Flugpassagierportale: Was die Spreu vom Weizen trennt

Diverse Firmen assistieren Passagiere bei Flugverspätungen und Annullierungen dabei, deren Interessen durchzusetzen. Betroffene sollten aber nicht wahllos die erstbeste Website beauftragen.

Mit dem Pech anderer Geld zu verdienen, ist bekanntlich ein einträgliches Geschäft. Nicht anders ist zu erklären, dass seit der EU Verordnung Nr. 261/2004 zahlreiche Fluggastportale entstanden sind. Sie versprechen, bei Flugverspätungen oder Flugannullierungen die pekuniären Interessen der Passagiere gegenüber den Airlines durchzusetzen.

Bis zu 600 Euro Kompensation winken, wenn der Flug in Europa startete oder landete. Bei den meisten dieser Ansprüche handelt es sich um juristische Massenware, die sich standardisiert oder als Sammelfälle abwickeln lässt.

Dem Fluggastportal Flightright zufolge haben Passagiere im vergangenen Jahr allein in Deutschland 14,5 Jahre auf Airports gewartet. Viele wissen dabei immer noch nicht, dass sie Rechte haben. Ausserdem schieben die Fluglinien nicht selten "aussergewöhnliche Umstände" vor, um sich vor Kompensationen zu drücken.
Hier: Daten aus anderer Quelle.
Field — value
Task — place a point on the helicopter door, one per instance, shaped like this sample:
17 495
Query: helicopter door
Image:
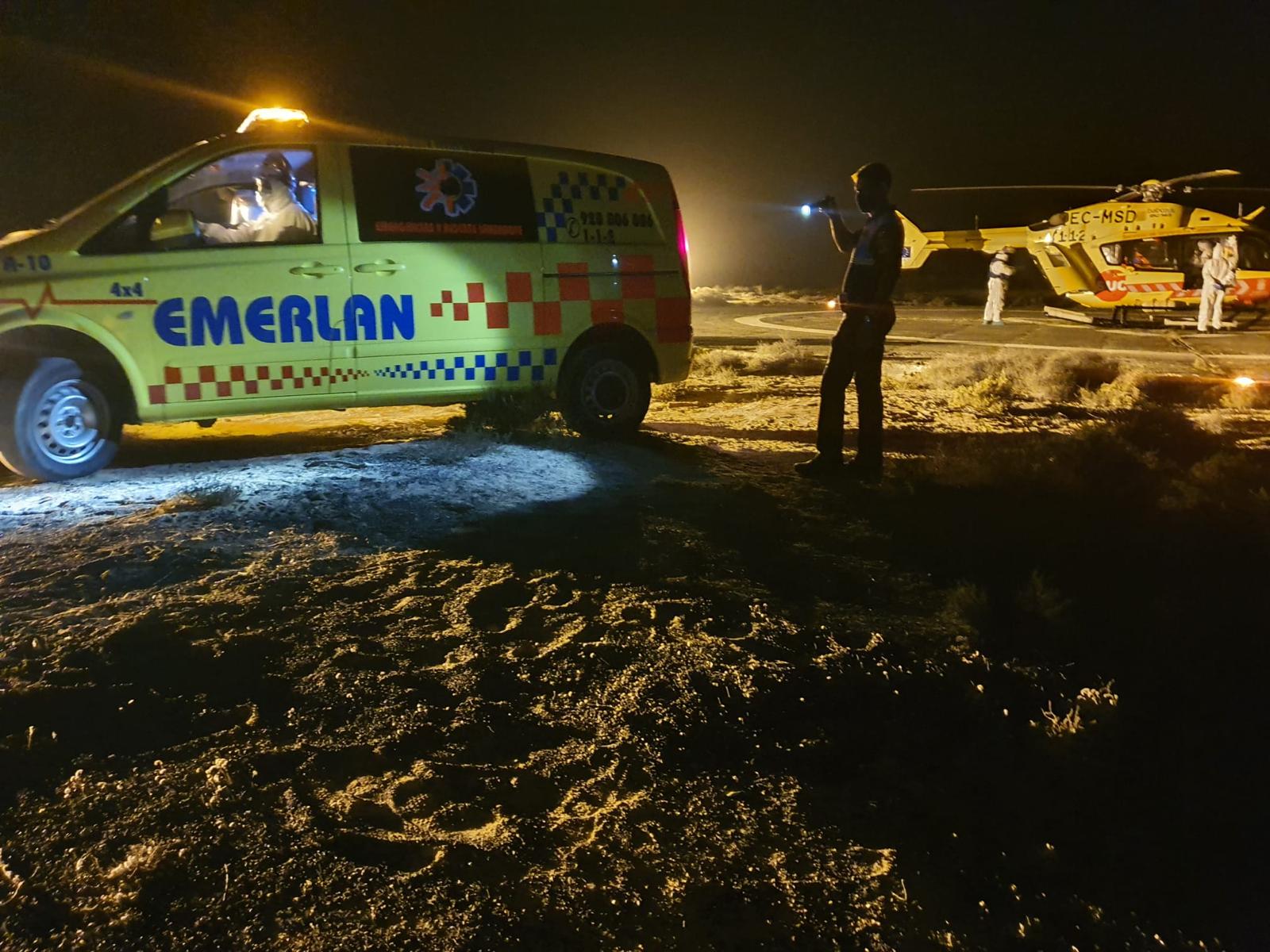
1058 271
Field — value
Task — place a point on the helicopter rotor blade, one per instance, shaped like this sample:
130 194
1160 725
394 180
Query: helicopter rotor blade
1229 188
1200 177
1013 188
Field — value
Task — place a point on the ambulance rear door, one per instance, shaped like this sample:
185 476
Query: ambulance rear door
446 270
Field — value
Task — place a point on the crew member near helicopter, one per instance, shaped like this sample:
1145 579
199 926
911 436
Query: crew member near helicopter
868 317
999 279
1218 278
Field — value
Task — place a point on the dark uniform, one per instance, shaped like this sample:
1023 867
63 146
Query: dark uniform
868 317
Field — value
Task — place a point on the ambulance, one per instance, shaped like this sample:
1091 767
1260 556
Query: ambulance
286 268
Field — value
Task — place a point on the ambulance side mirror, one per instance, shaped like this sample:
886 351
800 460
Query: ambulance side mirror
175 228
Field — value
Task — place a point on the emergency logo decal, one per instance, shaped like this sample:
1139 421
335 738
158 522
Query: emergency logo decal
418 194
448 184
48 298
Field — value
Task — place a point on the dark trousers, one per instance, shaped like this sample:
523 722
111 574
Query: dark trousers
856 355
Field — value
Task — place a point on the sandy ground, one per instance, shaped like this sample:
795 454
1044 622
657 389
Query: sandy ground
352 682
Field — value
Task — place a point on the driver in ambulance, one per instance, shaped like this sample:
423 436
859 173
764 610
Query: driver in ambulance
283 219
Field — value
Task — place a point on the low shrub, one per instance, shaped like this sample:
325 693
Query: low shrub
991 395
508 412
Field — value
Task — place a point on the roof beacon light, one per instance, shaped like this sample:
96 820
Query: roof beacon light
273 113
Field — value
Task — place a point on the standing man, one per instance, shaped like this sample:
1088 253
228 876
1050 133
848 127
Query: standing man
868 315
999 279
1218 278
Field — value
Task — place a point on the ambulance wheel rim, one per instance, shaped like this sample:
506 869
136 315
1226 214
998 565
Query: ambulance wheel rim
607 389
67 422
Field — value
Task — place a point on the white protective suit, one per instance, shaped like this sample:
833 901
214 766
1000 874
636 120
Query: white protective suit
1218 278
283 220
999 278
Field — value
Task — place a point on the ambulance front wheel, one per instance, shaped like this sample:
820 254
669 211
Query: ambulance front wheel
606 393
56 420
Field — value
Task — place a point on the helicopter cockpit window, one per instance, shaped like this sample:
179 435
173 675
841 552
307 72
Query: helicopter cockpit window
1145 254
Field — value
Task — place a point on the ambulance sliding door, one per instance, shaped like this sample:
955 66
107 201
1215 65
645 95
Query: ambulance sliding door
446 270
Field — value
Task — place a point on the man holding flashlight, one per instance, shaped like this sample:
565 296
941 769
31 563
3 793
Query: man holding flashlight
868 317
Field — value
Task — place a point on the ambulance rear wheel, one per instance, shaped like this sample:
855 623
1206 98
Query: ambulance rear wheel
56 420
606 393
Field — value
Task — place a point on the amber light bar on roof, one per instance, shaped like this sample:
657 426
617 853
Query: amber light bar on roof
273 113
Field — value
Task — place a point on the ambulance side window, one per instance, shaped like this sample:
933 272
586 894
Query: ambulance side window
258 197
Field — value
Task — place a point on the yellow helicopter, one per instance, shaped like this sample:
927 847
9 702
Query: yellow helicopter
1133 255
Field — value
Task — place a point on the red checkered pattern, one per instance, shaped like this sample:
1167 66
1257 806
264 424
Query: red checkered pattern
634 295
635 298
498 314
222 382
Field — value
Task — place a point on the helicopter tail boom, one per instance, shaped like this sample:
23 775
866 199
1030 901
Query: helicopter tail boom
920 244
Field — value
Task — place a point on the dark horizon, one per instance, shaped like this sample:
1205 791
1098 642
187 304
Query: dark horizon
751 114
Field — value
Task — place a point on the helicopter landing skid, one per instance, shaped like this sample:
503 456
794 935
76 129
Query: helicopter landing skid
1151 317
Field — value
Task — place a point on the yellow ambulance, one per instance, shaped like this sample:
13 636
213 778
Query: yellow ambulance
286 268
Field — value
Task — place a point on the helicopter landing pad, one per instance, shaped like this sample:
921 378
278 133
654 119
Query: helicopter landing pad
962 328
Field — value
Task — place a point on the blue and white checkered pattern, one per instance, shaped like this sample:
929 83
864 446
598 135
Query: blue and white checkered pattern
603 187
595 187
508 366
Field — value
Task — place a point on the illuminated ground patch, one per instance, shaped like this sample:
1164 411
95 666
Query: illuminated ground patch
429 484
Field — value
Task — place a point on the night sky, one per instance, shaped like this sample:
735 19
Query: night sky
755 108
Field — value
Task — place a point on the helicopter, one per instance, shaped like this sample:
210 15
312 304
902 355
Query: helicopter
1132 255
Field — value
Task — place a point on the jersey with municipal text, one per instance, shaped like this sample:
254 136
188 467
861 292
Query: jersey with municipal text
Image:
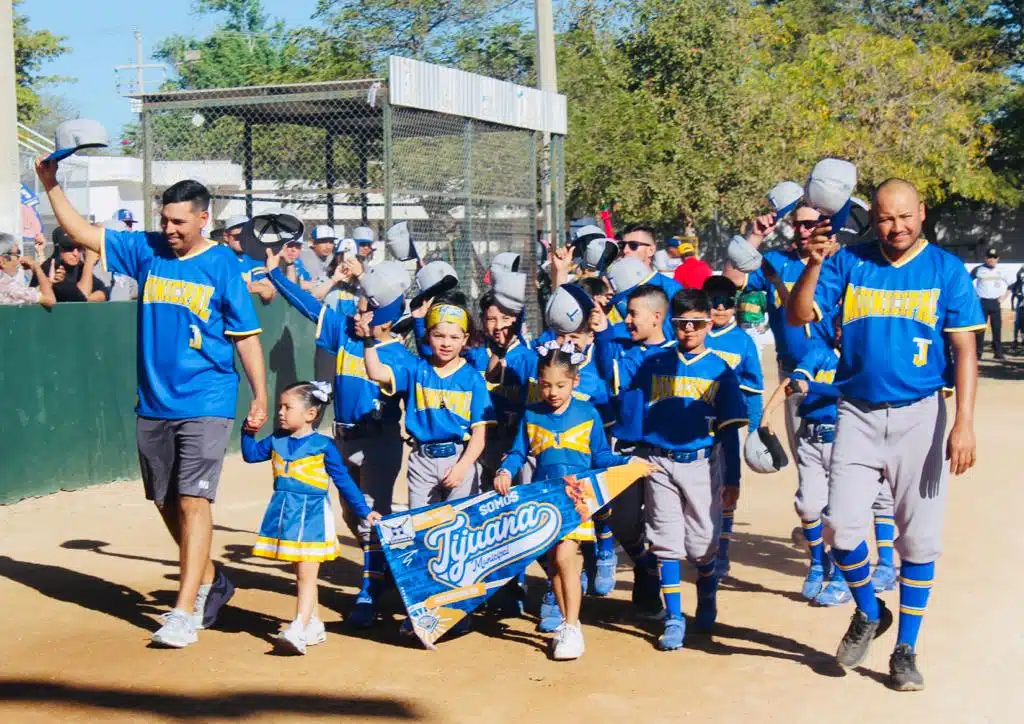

Ryanair, Easyjet, Iberia und Turkish Airlines setzen dann gerne auf den Faktor Zeit als Zermürbungstaktik. Aber auch British Airways, Swiss, Alitalia, Vueling, TAP und Norwegian Airlines gehören zu den notorischen Zeitschindern.

Diese Punkte gilt es zu beachten

Wer den Papierkrieg nicht selbst mit der Airline führen will, dem helfen Flugpassagierportale. Eine Vollmacht, die Flugnummer sowie die Flugunterlagen reichen. Den Rest erledigt die Website. Doch auf folgende Punkte sollten Auftraggeber achten:

  • Kein seriöses Flugpassagierportal verlangt Gebühren im Voraus oder für seinen Entschädigungsrechner. Honorar wird nur im Erfolgsfall fällig. Üblich sind bis zu 30 Prozent der Entschädigungssumme. Allerdings steht nur im Kleingedruckten, ob diese Prozentangabe bereits die Umsatzsteuer von 19 Prozent enthält. Ausserdem fordern manche Portale - in der Regel jene, welche sehr preiswerte Dienstleistungen anbieten - bei Streitfällen noch Zusatzgebühren, wenn besagter Streitfall an einem aus ihrer Sicht ausländischen Gericht behandelt wird. 
  • Erfahrung spielt eine wichtige Rolle in dieser Branche. Die erste Website, die überhaupt in Europa in Erscheinung trat, heisst EU Claim und wurde 2007 in den Niederlanden gegründet. Danach gab es zwei weitere Gründungswellen. 2010/2011 und zwischen 2013 und 2015 entstanden Me-too-Produkte, die keinesfalls schlechter sind. Wichtige Qualitätskriterien sind einerseits die Anzahl der Fälle, welche pro Jahr bearbeitet werden, und andererseits die Erfolgsquote vor Gericht. Die wenigsten Fälle enden zwar in einem vor Gericht behandelten Prozess. Aber eine Erfolgsquote, die nicht nahezu bei 100 Prozent liegt, bedeutet, dass die Betreiber der Site die Lage falsch eingeschätzt haben. Es zählt also nicht nur die Inkassokompetenz, sondern auch das juristische Know-how des Flugpassagierportals.
  • Ein heikler Punkt für jedes Geschäft sind Kündigungen. Idealerweise kann der Auftrag jederzeit und ohne Angabe von wichtigen Gründen wieder gelöst werden. Das aber lassen nur wenige Flugpassagierportale zu.
  • Eine weitere Frage ist, ob die Website ohne Rücksprache einen Vergleich schliessen darf. Das Portal sollte immer bei einem Vergleich erst einmal beim Klienten nachfragen. Denn es geht vorrangig um seine Ansprüche, nicht um die Provision des Site-Betreibers. Manche Sites verzichten jedoch auf diese Zustimmungsklausel ganz. Andere wiederum stellen Bedingungen wie zum Beispiel: Bei einem Vergleichsvorschlag über 75 Prozent der geforderten Summe darf das Flugpassagierportal dem Angebot zustimmen ohne die Erlaubnis des Betroffenen.
  • Kommt es zum Vergleich, stellt sich die Frage, wer die Vergleichskosten bezahlt. Viele Sites sind kulant und verlangen dafür keine Extragebühren, sondern nehmen nur die vereinbarte Erfolgsprovision.